Va ricordato che, nella concezione fascista, la patria è ben più che una idea ma un qualcosa di concreto, tangibile e vivente ovvero la comunità nazionale nel suo complesso.
Il concetto che meglio spiega tale concezione è il termine "universits" utilizzato nel diritto tardo imperiale ed in quell bizantino.


Bravissimo Daniele! In due parole hai detto tutto quello che serviva.

Il Fascismo fa una differenza fondamentale nel SUO patriottismo.

La differenza è in un PRIMATO: il Primato Spirituale! In questo si ricollega a GIOBERTI e anche a Mazzini. I quali però non è che avevano inventato chissà cosa, ma si riallacciavano allo sviluppo della civiltà Latina. Come sottolineato da Daniele.

Il Concetto di "Comunità Nazionale" Fascista, NON VERTE SUL "sacro suolo"! Ma l'esatto OPPOSTO! Può trovarsi un "sacro suolo" anche quando questo NON ESISTA! Il "sacro suolo" del Fascismo è il Principio ANIMATORE della Nazionalità, così come lui la intende!

Si può essere Italiani, profondamente Italiani, SENZA AVER MAI VISTO la Penisola Italiana! Si può dimostrare una Educazione, una Cultura, una Civiltà ITALIANA, SENZA AVERE MAI PASSATO UN SOLO GIORNO IN ITALIA!

E nella visione del Fascismo c'è questo primato: meglio un Italiano Spiritualmente tale, che un "italiano geografico" che lega il suo "essere italiano" solo alla geografia!

Per cui: Comunità Nazionale (SENZA CONFINI FISICI PRE-DEFINITI. Ovvero: i confini fisici sono ESPRESSIONE di quella data Comunità, ma essa non ne è "schiava", la sua ESISTENZA non dipende da essi), UNITA NELLA SUA STESSA CIVILTA'! Da questo, POI, si dà espressione concreta di questa Civiltà! La quale è ESSA STESSA a "prosperare" nella Cultura, nell'Arte, nelle Lettere, nei Monumenti! Ma questa è LA MATERIA di ciò che Essa crea! E' grande, ma queste Arti e Lettere prendono forma perchè Essa Esiste! Senza di Essa NESSUN MONUMENTO, NESSUNA ARTE, NESSUNA CONQUISTA sarebbe possibile!

Per cui, la Comunità Nazionale Fascista, non è definita dall'attaccamento a un Monumento, ai Confini, alle Rovine antiche! Essa VALORIZZA queste testimonianza della Civiltà CHE VUOLE SVILUPPARE, ANDANDO AVANTI e facendone tesoro! Pensando in modo Universale. Romano!

Per cui, il "romanticismo" può essere spesso fonte di gravi deviazioni. Addirittura di opposizione al fascismo-pensiero.

Infatti io, non mi sacrificherei mai per QUESTA "Italia". Questa "Italia" non la amo, non la rispetto, non la sostengo. Non ne riconosco legittimi i simboli (usurpati). Non riconosco legittime le sue istituzioni, fondate sul ladrocinio e sulla sopraffazione. Non riconosco legittime le sue "forze armate", annullate del loro valore eminentemente Nazionale.
Questa "Italia" non ha nessun tratto della Civiltà Italiana! Rispetto la Storia e i Lasciti dei nostri predecessori. Ma questo NON BASTA per farmi sacrificare! Infatti spesso questa "Italia" ha dimostrato anche fanatismo iconoclasta, abbattendo monumenti e lasciti dei nostri padri.
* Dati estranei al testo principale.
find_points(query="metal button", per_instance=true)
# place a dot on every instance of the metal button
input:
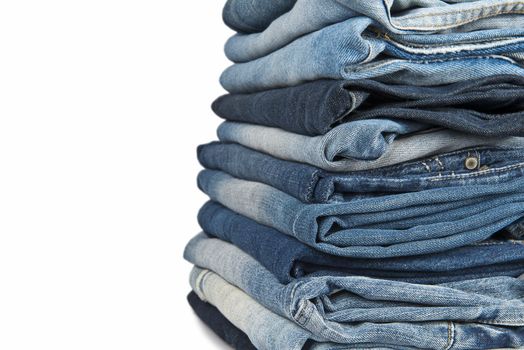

Questa "Italia" è un equivoco geografico!

Un Patriota sarebbe colui che in nome dell'Italia Vera ne decretasse la fine. E proprio in linea con questo ragionamento, la prima cosa da fare per far rinascere l'Italia è quella di diffondere CULTURA, su cui si basa la vera Civiltà! Facendo così finire quella "vecchia"!

L'unica cosa che in questo "paese" è per me concepibile, sarebbe la "legittima difesa", in casi di necessità. Ma questa sarebbe slegata da ogni "romanticismo", da ogni "difesa del sacro suolo". Il "Suolo" diventa "Sacro" quando c'è chi lo "sacralizza"!

Questo "suolo" è bagnato di sangue degli Italiani, quelli veri. Eliminati dall'anti-Italia, che governa!

Per me, quindi, non esiste nessuna "inviolabilità", "sacralità", oppure "non si discute, si ama"!

Io questa "Italia" non solo la discuto, ma nemmeno la amo! Mi fa VOMITARE! E per questo mi farebbe VOMITARE "difenderla"!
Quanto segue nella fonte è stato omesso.